As you can find in the api documentation here:  API Reference – CodeProject.AI Server v2.5.3

static async Task PostRequest(string ServiceRootUrl, string ServiceEndPoint, MultipartFormDataContent form )
{
  HttpClient client = new HttpClient();
  client.BaseAddress = new Uri(ServiceRootUrl);
  client.DefaultRequestHeaders.Accept.Clear();
  client.DefaultRequestHeaders.Accept.Add(new MediaTypeWithQualityHeaderValue("application/json"));

  HttpResponseMessage response = await client.PostAsync(ServiceEndPoint, form);
  string jsonResponse = await response.Content.ReadAsStringAsync();
  return jsonResponse;
}

The post request function implements a post request to the Api, gets the response and then parses the string to the ClassifyResult class.

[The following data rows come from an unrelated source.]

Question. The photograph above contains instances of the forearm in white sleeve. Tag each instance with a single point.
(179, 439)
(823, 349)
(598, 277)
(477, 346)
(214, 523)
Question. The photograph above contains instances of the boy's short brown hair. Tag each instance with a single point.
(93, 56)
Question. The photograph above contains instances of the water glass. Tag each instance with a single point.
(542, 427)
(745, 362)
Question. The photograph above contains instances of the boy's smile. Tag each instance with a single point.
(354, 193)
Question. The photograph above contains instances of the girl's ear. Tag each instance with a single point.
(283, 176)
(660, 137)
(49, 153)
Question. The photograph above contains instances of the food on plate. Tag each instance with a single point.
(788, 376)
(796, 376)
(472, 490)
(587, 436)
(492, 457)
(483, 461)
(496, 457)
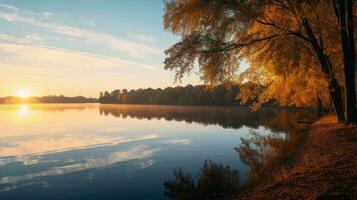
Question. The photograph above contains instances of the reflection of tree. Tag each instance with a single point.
(214, 181)
(227, 117)
(265, 154)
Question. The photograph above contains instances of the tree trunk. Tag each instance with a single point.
(334, 87)
(335, 93)
(347, 39)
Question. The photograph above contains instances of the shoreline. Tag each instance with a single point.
(325, 168)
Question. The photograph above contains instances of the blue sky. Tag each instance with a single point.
(81, 47)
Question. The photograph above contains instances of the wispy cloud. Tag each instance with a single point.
(143, 38)
(135, 48)
(49, 57)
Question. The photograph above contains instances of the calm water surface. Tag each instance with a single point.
(90, 151)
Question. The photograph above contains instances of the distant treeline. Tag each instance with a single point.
(47, 99)
(188, 95)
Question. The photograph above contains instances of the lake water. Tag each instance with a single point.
(91, 151)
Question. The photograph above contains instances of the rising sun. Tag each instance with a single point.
(23, 93)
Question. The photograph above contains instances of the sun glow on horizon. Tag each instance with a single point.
(23, 93)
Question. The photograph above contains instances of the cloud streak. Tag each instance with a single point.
(136, 49)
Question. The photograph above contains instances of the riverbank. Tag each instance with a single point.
(326, 168)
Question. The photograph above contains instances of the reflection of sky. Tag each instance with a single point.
(46, 143)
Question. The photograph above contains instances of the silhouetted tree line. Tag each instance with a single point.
(188, 95)
(47, 99)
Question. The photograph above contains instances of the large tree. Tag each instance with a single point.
(303, 47)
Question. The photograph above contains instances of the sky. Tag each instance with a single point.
(82, 47)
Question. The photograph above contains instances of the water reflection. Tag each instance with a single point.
(265, 154)
(23, 110)
(89, 148)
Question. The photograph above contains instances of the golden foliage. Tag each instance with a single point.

Finally the main script that is called when you click the run button:

static public async System.Threading.Tasks.Task Run ( IScripting scripting, string arguments ) 
{ 
  var catalog = scripting.GetVideoCatalogService();
  var console = scripting.GetConsole();
  console.Clear();
  try
  {
    string ServiceRootUrl = "http://localhost:32168";
    List selected = scripting.GetSelection().GetSelectedVideos();
    if (selected.Count() == 1)
    {
      long video = selected[0];
      byte[] image_data = await catalog.GetVideoFileImageAsync(selected[0]);

      MultipartFormDataContent form = new MultipartFormDataContent();
      form.Add(new ByteArrayContent(image_data, 0, image_data.Length), "image", "videoimage.jpg");

      console.WriteLine("Posting image of size " + image_data.Length );

      string jsonResponse = await PostRequest(ServiceRootUrl, "/v1/vision/scene", form);
      ClassifyResult result = System.Text.Json.JsonSerializer.Deserialize(jsonResponse);
      if (result.success)
      {
        if (result.label == "")
        {
          console.WriteLine("No predictions on image");
        }
        else
        {
          string[] split_labels = result.label.Split('/');
          foreach (string a_label in split_labels)
          {
            catalog.TagVideo(video, a_label);
            console.WriteLine("Tagged video " + video + " with " + a_label);
          }
        }
      }
      else
      {
        console.WriteLine(result.error);
      }
      scripting.GetGUI().Refresh("");
    }
    else
    {
      console.WriteLine("Please select one video");
    }
  }
  catch (Exception ex)
  {
    console.WriteLine(ex.Message);
  }
}

Here we are getting the video id of the selection, then getting the jpeg image with GetVideoFileImageAsync(). Then, we use the MultipartFormDataContent to create a form post request with the image. Call our utility function PostRequest that will post the image to the server and get back the result. Finally, we need to take the tag string from the result and tag our video.